Here's how you might use a real dataset from the HuggingFace Hub (commented out as it requires tokenization).

In [None]:
# Example with a real dataset (uncomment to use)
# Note: You'll need to tokenize the text data first

# from datasets import load_dataset
# from transformers import AutoTokenizer

# # Load dataset
# dataset = load_dataset("imdb", split="train[:100]")

# # Load tokenizer
# tokenizer = AutoTokenizer.from_pretrained("bert-base-uncased")

# # Tokenize the dataset
# def tokenize_function(examples):
#     return tokenizer(examples["text"], padding="max_length", truncation=True, max_length=512)
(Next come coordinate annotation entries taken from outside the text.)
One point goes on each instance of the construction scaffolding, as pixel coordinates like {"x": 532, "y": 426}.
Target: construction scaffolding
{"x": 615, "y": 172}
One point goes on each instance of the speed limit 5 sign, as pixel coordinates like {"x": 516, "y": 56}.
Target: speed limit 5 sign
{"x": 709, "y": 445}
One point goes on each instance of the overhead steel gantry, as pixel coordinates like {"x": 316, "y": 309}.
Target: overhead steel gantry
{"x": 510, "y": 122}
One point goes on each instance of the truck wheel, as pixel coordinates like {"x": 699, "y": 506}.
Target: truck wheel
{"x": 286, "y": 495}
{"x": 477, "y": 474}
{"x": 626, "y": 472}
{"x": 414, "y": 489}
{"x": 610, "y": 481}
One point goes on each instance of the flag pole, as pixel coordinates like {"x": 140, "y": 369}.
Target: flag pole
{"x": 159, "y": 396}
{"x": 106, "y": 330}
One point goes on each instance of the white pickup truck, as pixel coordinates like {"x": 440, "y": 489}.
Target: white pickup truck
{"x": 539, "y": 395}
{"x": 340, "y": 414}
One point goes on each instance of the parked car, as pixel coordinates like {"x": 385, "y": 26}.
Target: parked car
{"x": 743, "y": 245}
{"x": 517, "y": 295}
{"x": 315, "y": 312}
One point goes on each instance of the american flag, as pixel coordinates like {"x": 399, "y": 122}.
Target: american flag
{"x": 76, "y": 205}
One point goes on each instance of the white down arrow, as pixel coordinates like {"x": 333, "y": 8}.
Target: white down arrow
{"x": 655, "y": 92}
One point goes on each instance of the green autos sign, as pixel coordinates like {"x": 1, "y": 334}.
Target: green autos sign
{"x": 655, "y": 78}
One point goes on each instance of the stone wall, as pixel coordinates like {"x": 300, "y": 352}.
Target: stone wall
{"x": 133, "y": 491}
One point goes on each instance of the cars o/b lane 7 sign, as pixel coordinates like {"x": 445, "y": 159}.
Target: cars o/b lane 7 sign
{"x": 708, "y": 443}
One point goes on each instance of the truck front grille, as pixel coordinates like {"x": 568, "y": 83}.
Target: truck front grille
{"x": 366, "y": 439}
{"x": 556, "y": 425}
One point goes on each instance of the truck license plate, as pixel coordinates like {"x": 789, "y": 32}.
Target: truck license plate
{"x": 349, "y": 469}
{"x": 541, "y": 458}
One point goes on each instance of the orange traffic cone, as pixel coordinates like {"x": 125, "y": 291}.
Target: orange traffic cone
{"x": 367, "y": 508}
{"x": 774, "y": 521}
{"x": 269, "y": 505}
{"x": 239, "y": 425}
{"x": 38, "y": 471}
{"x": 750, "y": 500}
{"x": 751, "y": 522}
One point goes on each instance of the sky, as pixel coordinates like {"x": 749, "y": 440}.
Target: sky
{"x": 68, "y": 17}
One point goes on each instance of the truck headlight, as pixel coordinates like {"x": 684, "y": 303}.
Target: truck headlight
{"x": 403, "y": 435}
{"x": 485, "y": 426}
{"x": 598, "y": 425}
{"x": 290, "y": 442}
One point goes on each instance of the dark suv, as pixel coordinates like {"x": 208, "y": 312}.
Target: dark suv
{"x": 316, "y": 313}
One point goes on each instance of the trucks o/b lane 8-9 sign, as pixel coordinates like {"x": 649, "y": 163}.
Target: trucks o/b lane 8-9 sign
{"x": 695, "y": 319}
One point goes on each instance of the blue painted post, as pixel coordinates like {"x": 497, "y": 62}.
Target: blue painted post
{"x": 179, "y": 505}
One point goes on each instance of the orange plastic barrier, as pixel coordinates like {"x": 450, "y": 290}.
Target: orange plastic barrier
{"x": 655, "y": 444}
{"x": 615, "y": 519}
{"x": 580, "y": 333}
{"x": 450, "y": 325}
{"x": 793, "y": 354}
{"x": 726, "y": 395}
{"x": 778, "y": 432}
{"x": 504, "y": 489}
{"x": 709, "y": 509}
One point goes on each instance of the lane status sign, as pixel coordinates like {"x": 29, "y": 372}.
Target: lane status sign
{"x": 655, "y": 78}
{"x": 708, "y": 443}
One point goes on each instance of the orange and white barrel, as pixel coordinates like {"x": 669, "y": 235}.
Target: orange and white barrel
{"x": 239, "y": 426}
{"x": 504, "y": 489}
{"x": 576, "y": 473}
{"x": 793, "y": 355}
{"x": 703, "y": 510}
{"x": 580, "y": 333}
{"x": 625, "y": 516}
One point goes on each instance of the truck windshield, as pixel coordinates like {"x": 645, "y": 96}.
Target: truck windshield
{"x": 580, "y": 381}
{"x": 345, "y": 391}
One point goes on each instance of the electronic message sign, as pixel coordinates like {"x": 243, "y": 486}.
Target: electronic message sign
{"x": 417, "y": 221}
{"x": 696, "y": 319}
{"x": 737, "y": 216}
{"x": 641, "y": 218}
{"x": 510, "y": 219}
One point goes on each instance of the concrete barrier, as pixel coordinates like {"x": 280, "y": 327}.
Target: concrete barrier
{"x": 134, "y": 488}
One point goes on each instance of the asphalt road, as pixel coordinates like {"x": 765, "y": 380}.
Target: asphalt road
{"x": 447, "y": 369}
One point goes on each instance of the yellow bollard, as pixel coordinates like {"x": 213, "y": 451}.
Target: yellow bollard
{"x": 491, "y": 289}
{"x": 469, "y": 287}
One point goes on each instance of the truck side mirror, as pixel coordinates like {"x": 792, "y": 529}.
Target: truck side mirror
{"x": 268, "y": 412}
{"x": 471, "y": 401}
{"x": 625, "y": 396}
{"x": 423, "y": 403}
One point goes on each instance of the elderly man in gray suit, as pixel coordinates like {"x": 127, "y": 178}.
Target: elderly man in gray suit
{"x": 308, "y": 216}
# tokenized_dataset = dataset.map(tokenize_function, batched=True)

# # Use the adapter
# adapted_dataset = HuggingFaceDatasetAdapter(
#     hf_dataset=tokenized_dataset,
#     input_column='input_ids',
#     target_column='label'
# )

# # Create DataLoader
# dataloader = DataLoader(adapted_dataset, batch_size=8, shuffle=True)

## Summary

This notebook demonstrated:
1. How to use the `HuggingFaceDatasetAdapter` to wrap HuggingFace datasets for use with models in this repository
2. How to create custom text classification datasets using `HuggingFaceSequenceClassificationDataset`
3. How to convert custom datasets to HuggingFace format
4. How to use these datasets with the Transformer models in the repository

The integration allows you to leverage the extensive HuggingFace datasets ecosystem while using the sequence models provided in this repository.